They tell you that you’re conditioned by magazines, and other media in general. From a girl who can’t be bothered reading beauty magazines (because the idea of finding out about who is wearing what doesn’t send me into a girly frenzy) and hardly is near a television..it’s not how I’ve been conditioned.
Mental conditioning for me started at a young age, watching everyone in my family dieting. Listening to people whinge about not being able to shed unwanted kilos, and having people eventually turn on me (in my family) and comment on my weight. I’m sure I wasn’t the only 10 year old in the world dieting. That’s where it all really started for me.
The years have gone on..and in 15 years I’ve been yoyo dieting..being slim as can be and not being able to see it in the mirror, to being maybe slightly over the average…and yet seeing that as morbidly obese in my eyes.
I have had one constant thing in my life.. the constant nagging in my head to be better than I am..look better.. and when the better comes - not apprecaiting it and still wanting more.
I’ve had a string of boyfriends who have all preyed on my self esteem issues (trust me, I don’t broadcast them - this is the first time that I’m openly admitting i have them).. and if anything - have made them a whole lot worse.
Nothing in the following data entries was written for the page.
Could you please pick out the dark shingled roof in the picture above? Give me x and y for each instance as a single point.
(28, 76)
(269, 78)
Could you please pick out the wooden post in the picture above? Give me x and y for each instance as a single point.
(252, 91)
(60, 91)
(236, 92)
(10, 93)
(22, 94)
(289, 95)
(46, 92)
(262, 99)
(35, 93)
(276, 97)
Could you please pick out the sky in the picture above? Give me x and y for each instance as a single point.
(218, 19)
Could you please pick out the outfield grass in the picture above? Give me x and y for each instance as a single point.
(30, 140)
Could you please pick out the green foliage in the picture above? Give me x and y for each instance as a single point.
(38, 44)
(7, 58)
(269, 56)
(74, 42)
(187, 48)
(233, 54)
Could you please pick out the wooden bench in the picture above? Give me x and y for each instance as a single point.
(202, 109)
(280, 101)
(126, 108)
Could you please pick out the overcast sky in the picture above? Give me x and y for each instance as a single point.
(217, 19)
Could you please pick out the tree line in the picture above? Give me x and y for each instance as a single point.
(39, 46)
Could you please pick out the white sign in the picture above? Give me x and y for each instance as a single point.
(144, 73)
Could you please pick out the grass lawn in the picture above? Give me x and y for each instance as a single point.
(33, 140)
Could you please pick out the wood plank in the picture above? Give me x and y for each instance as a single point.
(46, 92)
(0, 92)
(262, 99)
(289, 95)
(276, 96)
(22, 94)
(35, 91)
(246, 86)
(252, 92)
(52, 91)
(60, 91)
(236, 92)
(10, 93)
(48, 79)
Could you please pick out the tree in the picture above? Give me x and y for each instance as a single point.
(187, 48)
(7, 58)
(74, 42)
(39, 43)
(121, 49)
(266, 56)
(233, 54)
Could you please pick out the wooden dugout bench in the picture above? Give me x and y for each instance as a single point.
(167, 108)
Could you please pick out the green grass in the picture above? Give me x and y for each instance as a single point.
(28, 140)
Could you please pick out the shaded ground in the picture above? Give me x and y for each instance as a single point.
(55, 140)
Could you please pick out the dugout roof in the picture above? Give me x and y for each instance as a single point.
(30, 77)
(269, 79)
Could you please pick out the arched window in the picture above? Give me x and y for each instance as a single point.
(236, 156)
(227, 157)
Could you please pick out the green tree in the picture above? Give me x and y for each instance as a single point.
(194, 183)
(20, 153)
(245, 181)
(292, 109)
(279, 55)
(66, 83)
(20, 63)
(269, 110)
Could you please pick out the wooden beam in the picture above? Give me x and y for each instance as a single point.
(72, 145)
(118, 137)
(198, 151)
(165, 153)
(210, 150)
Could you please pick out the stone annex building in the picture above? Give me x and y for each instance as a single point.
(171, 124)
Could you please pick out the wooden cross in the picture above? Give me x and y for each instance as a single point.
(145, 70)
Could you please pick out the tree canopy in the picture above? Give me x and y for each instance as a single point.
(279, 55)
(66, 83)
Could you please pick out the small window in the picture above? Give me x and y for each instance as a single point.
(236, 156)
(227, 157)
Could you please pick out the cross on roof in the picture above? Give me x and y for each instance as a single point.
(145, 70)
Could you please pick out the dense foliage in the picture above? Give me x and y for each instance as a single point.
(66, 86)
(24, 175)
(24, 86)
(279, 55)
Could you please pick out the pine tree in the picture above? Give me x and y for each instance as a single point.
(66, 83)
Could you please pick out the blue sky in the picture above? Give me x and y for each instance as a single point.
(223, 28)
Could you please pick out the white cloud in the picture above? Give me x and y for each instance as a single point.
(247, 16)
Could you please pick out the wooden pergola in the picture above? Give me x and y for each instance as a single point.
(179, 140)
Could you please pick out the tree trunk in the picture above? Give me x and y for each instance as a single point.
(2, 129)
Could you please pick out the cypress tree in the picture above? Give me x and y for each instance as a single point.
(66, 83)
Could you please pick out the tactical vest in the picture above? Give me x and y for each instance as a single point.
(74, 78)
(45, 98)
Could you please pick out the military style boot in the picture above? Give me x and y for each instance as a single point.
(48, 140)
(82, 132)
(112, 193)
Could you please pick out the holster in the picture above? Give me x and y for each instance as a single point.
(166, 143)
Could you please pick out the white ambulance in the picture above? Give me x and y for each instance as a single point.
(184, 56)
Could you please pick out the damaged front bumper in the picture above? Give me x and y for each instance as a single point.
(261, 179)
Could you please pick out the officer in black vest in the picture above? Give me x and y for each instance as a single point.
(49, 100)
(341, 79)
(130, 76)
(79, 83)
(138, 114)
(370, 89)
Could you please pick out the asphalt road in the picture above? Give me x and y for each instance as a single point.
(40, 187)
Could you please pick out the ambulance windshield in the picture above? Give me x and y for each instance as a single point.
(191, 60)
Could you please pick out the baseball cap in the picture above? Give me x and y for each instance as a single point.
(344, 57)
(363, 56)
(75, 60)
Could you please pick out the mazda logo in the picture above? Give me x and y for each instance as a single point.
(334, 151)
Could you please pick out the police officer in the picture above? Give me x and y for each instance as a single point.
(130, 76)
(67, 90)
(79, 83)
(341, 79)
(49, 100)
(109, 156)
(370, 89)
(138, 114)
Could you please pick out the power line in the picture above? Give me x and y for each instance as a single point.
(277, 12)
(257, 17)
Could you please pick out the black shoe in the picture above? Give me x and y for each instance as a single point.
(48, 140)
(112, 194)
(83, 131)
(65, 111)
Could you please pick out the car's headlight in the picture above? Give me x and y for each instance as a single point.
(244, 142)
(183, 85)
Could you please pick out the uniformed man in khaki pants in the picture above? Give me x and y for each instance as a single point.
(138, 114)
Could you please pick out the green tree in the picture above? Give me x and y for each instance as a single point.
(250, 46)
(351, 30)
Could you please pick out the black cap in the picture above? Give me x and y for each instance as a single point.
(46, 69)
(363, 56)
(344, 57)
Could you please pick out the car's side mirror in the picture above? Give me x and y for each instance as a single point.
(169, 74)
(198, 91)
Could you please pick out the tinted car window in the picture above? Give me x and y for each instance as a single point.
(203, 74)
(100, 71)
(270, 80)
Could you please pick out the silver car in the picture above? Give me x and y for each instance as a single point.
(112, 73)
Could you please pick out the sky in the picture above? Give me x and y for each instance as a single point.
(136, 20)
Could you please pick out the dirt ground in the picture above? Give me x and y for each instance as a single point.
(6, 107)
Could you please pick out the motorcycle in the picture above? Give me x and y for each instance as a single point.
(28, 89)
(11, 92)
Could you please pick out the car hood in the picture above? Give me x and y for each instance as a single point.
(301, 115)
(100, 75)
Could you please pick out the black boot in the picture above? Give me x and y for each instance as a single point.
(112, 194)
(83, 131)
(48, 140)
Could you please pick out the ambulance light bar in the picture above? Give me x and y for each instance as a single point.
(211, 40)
The feeling of never being good enough..is the worst feeling in the world. You really do become your own worst enemy.
The reason 4 this long diatribe..is I want to know - how do people out there promote a healthy self esteem for themselves? Has anyone had similar feelings - how do you overcome them? It’s been 25 years of mental conditioning - I know I can’t erase it over night..but I realise how unhealthy it is. Healthy mind, and healthy body is my aim from being here.